3.2 Assessment of biodiversity PSR indicators
3.2.1 Biodiversity state index
The biodiversity state indicators of the 16 cities and prefectures in Yunnan province showed a spatial pattern of decreasing from southwest to northeast, among which Honghe had the highest biodiversity state indicator score of 3.96 (Figure 3). In terms of secondary indicators of biodiversity state, Honghe had the highest animal richness index and ranked second in plant richness, with 5,953 species of vascular plants, second only to Banna (6,774 species).
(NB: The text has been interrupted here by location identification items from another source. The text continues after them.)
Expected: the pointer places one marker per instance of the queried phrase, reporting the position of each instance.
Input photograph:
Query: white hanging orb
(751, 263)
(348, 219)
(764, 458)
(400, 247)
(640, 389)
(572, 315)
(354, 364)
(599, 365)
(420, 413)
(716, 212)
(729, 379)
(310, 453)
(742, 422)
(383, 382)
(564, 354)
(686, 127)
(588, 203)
In addition, Honghe’ s functional diversity score ranked second in the province, reaching 1.59. The biodiversity state indicator scores of Honghe, Nujiang, Banna, Pu’er and Diqing were all above 3 (Figure 3), with Nujiang ranking first in both functional diversity and ecological integrity (Figure 4), while the biodiversity state indicator scores of the other cities and prefectures were all below 3. Qujing had the lowest biodiversity state indicator score of 1.31, with the lowest number of plant species among all cities and prefectures, only 1,623 species, and its animal richness index and the number of nationally protected species were also lower than those of other cities and prefectures.
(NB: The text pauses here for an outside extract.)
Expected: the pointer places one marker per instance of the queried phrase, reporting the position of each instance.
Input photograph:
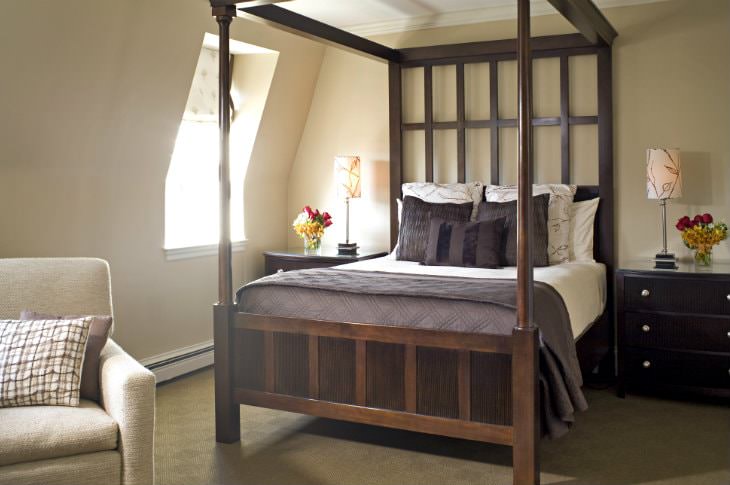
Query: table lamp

3.2.2 Biodiversity pressure index
The biodiversity pressure in Yunnan Province was mainly concentrated in the central and eastern regions. The biodiversity pressure index for Kunming, Yuxi, Qujing and Honghe in 2020 were 2.21, 1.66, 1.49 and 1.36 respectively. Kunming had the highest population density, intensity of land development, annual number of fires, and pollutants emission per unit area among all cities and prefectures, with a biodiversity pressure indicator score significantly higher than that of other cities and prefectures. Yuxi, Qujing, and Honghe had high level of economic development, followed by high degree of human disturbance, and biodiversity conservation was also under the considerable pressure. Zhaotong was located in the upper reaches of the Chishui River basin, with significant topographical fluctuations and unstable natural conditions, facing a high risk of natural disasters, and its biodiversity pressure indicator score exceeds 1. The biodiversity pressure index for the remaining cities and prefectures was less than 1. Diqing had low human activity intensity, with the lowest biodiversity pressure score among all 16 cities and prefectures, only 0.32 (Figure 5).
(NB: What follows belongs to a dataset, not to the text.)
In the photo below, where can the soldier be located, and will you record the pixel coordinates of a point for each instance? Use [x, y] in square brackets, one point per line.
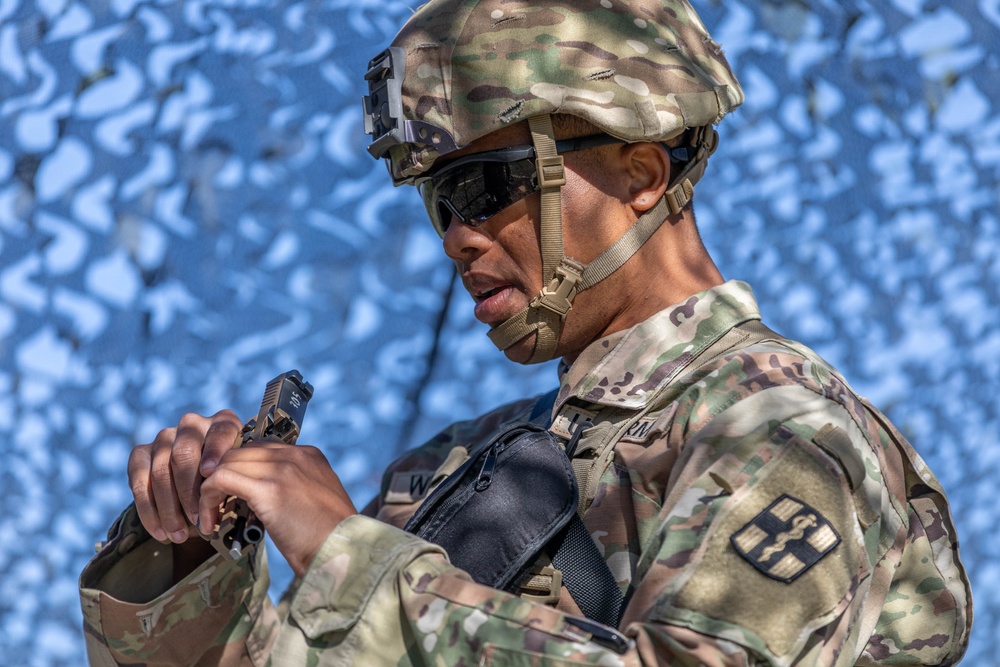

In terms of changes in biodiversity pressure, the provincial pressure index had decreased by 19% from 2010 to 2020, while the population density in Yunnan had increased by 6.15%, the intensity of construction and development had increased by 40.6%, and the intensity of human activities had grown by 30%. However, the management level had significantly improved, the number of wildfires and the intensity of pollutants emission had decreased significantly, and the environmental quality had noticeably improved, in 2020, there were 53 fires in Yunnan Province, a 90% decrease from 2010, also the emission intensity of environmental pollutants dropped significantly, and the environmental quality was notably improved, with the province’s average environmental pollution index decreased by 37%, leading to an overall downward trend in biodiversity protection pressure. Nujiang was the only region in Yunnan Province where the pressure index had increased, due to the increase in the human activity index and environmental pollution index in 2020 compared to 2010, as well as a higher score for the natural disaster index. Analysis of variance (ANOVA) was used to compare the difference of pressure index in 2010 and 2020, and the results showed that there was a significant difference in biodiversity pressure index between 2010 and 2020 (p< 0.01).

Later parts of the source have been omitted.